On ne demande pas “la permission” d’inscrire l’avortement à l’agenda politique, surtout contre un lobby aussi puissant que celui qu’est l’Eglise catholique. Nous l’avons fait, et nous avons réussi. L’important dans cette réussite est que nous avons fait se mouvoir notre propre force et nous avons pu constater son ampleur.

Cette force nous a surpris et a surpris le monde entier, elle a ouvert des portes et a permis de rendre d’autres objectifs proches ou atteignables. L’ennemi n’aspire plus qu’à retarder le moment de l’approbation de la loi. Et cela, c’est nous qui l’avons réalisé.

Mais nous ne devons pas nous endormir après le vote. Comme l’a montré le mouvement des femmes dans les derniers documents du 8M, la lutte contre la force capitaliste apparaît comme une nécessité face à l’exploitation, à la féminisation de la pauvreté et à la dépossession des droits. La lutte contre le patriarcat ne peut être distinguée de la lutte contre le capitalisme. Ces deux systèmes se soutiennent et s’entretiennent mutuellement : il est difficile d’imaginer la violence sexiste sans la construction de la femme comme un produit marchand à utiliser, consommer, et humilier pour la jouissance des mâles.

Constatant l’impact du capitalisme sur nos vies de femmes, il est nécessaire de mener et de renforcer les luttes contre les réformes du travail, de l’éducation et de la santé que le macrisme essaie d’imposer. Les femmes doivent être sur le front dans ces batailles, elles doivent êtres pionnières dans la libération, elles doivent travailler et militer pour vaincre le patriarcat et la capitalisme oppresseur, elles doivent occuper les lieux qui leur correspondent, prendre le pouvoir. Notre mouvement a montré une force inégalée lorsqu’il a organisé une grève nationale alors que les centrales syndicales bureaucrates restaient silencieuses au sujet des politiques du gouvernement.

Nous pouvons vaincre.

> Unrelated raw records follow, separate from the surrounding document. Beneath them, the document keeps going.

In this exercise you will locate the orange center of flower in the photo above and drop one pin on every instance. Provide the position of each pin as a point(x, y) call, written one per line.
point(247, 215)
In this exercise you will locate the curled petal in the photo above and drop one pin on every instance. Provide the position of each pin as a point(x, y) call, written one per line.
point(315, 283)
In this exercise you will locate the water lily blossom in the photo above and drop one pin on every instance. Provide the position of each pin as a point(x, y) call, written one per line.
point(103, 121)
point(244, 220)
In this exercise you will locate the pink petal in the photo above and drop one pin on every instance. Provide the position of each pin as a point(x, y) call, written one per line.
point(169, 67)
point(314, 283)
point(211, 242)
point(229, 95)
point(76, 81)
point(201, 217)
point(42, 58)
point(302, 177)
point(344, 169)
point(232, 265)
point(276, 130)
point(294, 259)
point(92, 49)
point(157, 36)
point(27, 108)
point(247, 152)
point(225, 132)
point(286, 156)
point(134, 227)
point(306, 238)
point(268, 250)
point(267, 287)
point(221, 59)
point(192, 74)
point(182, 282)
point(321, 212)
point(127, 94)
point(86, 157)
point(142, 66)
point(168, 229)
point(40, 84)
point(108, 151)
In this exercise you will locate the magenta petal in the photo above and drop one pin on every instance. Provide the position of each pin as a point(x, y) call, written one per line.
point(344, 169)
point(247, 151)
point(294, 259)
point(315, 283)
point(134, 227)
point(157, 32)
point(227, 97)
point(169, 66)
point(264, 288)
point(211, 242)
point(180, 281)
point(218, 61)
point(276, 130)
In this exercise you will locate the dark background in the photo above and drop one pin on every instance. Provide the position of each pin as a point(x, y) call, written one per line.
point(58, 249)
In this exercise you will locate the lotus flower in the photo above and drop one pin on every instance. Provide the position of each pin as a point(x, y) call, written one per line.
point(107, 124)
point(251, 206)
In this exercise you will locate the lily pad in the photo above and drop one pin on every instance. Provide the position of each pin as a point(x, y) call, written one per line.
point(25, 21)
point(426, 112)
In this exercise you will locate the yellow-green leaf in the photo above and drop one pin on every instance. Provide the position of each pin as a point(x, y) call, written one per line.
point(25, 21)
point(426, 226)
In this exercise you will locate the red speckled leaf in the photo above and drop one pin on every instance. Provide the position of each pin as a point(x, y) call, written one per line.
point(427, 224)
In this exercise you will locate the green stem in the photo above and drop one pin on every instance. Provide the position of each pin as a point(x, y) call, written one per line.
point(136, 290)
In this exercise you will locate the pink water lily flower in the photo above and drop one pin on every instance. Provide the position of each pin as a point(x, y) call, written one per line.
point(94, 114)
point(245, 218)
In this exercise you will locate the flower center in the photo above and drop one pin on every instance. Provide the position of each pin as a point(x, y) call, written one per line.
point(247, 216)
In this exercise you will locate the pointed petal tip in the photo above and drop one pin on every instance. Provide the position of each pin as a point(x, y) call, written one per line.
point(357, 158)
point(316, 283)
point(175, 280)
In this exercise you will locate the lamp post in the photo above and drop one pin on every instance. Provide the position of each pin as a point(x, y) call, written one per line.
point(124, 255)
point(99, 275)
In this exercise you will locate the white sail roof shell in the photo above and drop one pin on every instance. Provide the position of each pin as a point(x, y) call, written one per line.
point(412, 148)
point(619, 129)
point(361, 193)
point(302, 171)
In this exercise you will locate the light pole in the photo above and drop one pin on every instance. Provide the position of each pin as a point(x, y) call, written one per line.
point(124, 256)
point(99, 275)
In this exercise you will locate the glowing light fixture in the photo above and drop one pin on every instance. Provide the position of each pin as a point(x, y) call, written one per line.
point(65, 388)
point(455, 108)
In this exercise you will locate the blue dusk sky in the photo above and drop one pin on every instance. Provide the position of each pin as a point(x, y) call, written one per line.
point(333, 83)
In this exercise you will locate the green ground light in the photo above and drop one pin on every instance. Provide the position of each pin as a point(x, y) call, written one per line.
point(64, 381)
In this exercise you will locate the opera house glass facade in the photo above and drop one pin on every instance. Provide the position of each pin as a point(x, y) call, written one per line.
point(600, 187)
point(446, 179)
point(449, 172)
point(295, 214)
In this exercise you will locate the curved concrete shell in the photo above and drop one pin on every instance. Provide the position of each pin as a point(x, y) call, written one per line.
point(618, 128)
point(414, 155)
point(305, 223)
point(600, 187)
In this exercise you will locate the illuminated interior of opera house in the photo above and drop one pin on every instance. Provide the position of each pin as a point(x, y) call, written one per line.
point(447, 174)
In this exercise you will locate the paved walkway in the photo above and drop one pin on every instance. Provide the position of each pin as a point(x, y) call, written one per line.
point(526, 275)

Nous pouvons reproduire le phénomène grâce à l’exemple de la campagne pour l’avortement légal, gratuit et sûr. Soyons le. Assumons que cette conquête est une étape importante et prometteuse dans une bataille plus vaste. Soyons motivés par l’enthousiasme et luttons contre le conformisme comme nous l’avons fait pour légaliser l’avortement. Discutons partout, de façon créative et sans laisser les initiatives entre les mains d’une poignée de bureaucrates. Nous avons réalisé que notre peuple avance culturellement et matériellement. Optons pour plus.